Remember to stay connected with the friends, acquaintances or other important people whom you may not have contacted in a while. People can quickly make assumptions about why someone has not contacted them or why reaching out may seem silly. Consider what happens if both of you are thinking it is too late or too early to reach out. Neither person will contact the other, and then both may be lonely.

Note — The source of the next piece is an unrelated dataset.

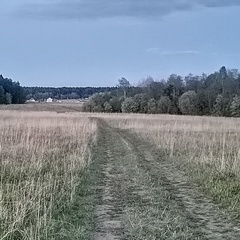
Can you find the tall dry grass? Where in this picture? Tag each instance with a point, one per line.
(41, 155)
(208, 142)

Face your fears and anxieties about putting yourself out there. Loneliness is a feeling that is telling your body and mind, “Hey, I think we need a friend right about now.” Pay attention to all of your feelings to better understand what you might need in that moment. Listening to your needs and acting to have them met, or accepting that you might have to wait for a moment, can be an important motivator to overcoming the fears of rejection.

Sometimes it is useful to pay attention to your own thinking when it comes to making new relationships. Humans are great at quickly evaluating everything in their environment, but this can sometimes lead to assumptions that are unhelpful when beginning to explore new relationships. Try evaluating some of your expectations about situations, about what others think of you, and what you think about yourself. A useful way to think about this is trying to whittle down your thoughts to what you know to be one hundred percent false. For example, while it may be true that you do not have close friends at the university now, it is impossible to know that will last forever. Try reframing assumptions like this into something slightly more positive, “I don’t have friends now, but if I make an effort I can start to make friends,” or “My friend didn’t message me back. They must be busy doing schoolwork or taking a nap.”   

If you are having trouble meeting compatible people, it is helpful to think about the things you like to do and search for groups that support those activities. Whether you enjoy sports, gaming, religion, advocacy, knitting or anything else, see if you can find a group that engages in similar activities either on or off campus. Although it is not a guarantee that you will meet people you like, at least you can go in knowing that they share your interests. The Life at Pacific tab on the university’s website can be a good resource for numerous activities on campus. You can also check out websites like Meetup.com for gatherings around Forest Grove and the surrounding area.

Keep trying to engage in the community. Cultivating a community of belonging can take time. Occasionally, things get particularly difficult and you may feel that you cannot handle it alone. In moments like that the Student Counseling Center can be a great resource as well. Call 503-352-2191 for an appointment. The center also has walk-in hours at noon on weekdays. Change can be hard, but is worthwhile.